Tuesday, April 7, 2009

Genes for Radiation Sensitivity

Published by Howard Hughes Medical Institute on April 06, 2009  :
HHMI researchers have identified a group of genes that influence a person's sensitivity to radiation. The findings are a step toward a long term goal of developing new tests that would help physicians determine the optimal dosage of radiation for cancer treatment based on a person's genetic profile.
  • "This study identifies a set of genetic variants that influence how a cell responds to radiation induced damage," said Vivian G Cheung.
  • "Now that we know these genetic variations, we hope to build predictors that tell us who is more sensitive to radiation, so that we can decrease dose of radiation therapy to avoid damaging normal tissue," said Cheung an HHMI investigator at the Children's Hospital of Pennsylvania and the University of Pennsylvania. Cheung  who is physician-scientist, was interested in how ionizing radiation induces damage in DNA, she said she was surprised that so little is know about why people differ in the amount of damage they sustain when exposed to radiation.
  • Cheung and colleagues used human cell lines as proxies, exposing them to a standard radiation dose and noting which cells survived and which was killed. The cell lines had been previously developed from cells  collected from 15 families in Utah and represented about 150 individuals with well documented pedigrees.
  • The scientists used microarrays designed to analyze the activity of more than 10,000 genes to take snapshots of gene expression in the cells prior to radiation exposure, and at two and six hours after exposure. After those studies, the researchers narrowed their focus to 3,280 genes whose expression went up or down by at least 50 percent.
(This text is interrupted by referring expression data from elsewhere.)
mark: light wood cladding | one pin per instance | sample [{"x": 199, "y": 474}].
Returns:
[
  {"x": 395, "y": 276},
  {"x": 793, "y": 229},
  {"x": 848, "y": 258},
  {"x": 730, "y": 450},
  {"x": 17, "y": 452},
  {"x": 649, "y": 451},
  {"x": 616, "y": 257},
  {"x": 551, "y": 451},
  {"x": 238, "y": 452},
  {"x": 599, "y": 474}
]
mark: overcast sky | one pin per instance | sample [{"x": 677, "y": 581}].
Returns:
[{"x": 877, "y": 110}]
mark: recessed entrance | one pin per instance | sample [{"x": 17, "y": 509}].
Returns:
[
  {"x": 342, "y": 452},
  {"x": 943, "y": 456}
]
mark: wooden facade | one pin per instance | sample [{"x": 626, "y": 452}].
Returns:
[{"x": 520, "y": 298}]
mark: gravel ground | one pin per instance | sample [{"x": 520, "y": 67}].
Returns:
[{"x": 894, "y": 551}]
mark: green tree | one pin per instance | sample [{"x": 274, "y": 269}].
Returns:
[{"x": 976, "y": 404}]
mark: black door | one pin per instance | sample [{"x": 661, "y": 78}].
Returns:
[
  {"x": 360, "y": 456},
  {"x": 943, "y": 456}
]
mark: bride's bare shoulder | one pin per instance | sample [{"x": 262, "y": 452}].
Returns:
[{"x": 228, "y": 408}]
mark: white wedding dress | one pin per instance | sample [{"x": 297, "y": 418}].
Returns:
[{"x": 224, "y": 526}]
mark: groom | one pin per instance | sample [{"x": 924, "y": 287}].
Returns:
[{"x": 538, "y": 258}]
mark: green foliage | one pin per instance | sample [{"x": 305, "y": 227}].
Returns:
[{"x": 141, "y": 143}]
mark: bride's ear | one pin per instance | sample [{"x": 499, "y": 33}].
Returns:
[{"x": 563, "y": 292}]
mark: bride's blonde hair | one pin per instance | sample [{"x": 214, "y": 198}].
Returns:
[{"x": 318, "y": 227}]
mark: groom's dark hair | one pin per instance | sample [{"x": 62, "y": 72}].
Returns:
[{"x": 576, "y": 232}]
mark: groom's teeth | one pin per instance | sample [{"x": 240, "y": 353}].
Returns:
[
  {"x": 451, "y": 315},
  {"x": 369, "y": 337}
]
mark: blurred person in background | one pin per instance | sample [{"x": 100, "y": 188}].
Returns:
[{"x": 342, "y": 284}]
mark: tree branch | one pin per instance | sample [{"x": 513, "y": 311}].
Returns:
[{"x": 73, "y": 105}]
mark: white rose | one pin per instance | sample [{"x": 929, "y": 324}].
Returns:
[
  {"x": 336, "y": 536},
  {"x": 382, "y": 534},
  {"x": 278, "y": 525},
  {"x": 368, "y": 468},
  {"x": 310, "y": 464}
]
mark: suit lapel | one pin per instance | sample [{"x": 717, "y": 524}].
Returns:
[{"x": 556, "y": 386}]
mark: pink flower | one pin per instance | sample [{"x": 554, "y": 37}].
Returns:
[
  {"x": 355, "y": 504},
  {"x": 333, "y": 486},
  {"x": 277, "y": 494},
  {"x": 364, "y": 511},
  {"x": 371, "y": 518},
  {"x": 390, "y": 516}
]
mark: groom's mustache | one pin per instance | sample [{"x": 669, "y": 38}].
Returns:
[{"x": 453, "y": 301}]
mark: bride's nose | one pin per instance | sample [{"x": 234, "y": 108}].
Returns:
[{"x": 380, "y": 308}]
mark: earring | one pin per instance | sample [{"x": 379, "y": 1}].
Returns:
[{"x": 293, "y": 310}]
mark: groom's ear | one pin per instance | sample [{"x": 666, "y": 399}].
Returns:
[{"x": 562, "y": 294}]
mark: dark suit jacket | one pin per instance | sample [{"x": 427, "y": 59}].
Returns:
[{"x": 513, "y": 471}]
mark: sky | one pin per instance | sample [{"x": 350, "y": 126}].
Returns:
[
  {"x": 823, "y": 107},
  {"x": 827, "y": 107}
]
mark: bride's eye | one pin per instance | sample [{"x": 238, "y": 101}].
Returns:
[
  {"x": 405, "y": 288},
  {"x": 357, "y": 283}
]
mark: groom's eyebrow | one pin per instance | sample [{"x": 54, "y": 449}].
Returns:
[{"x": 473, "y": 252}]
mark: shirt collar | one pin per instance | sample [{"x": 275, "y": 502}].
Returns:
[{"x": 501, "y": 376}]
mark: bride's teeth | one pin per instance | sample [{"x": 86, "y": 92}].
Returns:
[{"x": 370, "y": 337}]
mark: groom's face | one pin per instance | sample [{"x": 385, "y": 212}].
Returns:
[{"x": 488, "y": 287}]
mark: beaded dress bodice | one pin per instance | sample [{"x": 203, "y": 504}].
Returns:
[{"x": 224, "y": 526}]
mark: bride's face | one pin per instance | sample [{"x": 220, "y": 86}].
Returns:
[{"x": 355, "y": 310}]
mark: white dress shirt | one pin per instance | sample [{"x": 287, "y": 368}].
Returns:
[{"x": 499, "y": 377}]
  • Among those genes, some were already know to have roles in repairing DNA damage, regulating the cell cycle or apoptosis.
  • Each pattern of gene expression change in an individual's cells represented an inborn "phenotype", indicating sensitivity to radiation. In experiment the sensitivity was a function of whether the cell survived or were killed by the dose of radiation
  • The radiation-response genes the team identified had been catalogued in the Human Genome Project, so their locatiions within the genome were known. But the activity of each gene was controlled by a switch-like bit of regulatory DNA. Variation in these regulatory sequences accounted for the differences in radiation response from one person to another.
  •  The location of these regulators were not know.Researcher knew that some of the sequence might be within the genes themselves whereas others could be nearby or even on another chromosome.
  • Using computational analysis, the scientists identified more than 1,250 phenotypes that segregated in certain families, however the locations were not pinpoints but long stretches of genetic material. To narrow down the search further they used " text mining".
  • In addition, the team also used RNA interference to turn down the gene regulators.
  • Cheung and her team found a set of 18 radiation-response genes, five of which were regulated by DNA sequence within or in neighboring the genes-so called cis regulators and 13 that were controlled by distant DNA sequences- trans regulators.
  • As the researchers expected, a number of the regulatory sequence proved to be transcription factors, which bind to genes and turn their activity up or down. But to their surprise, the majority turned out not to be transcription factors. "And yet they still influence gene expression, so we are now trying to find out how they regulate gene expression levels," says Cheung.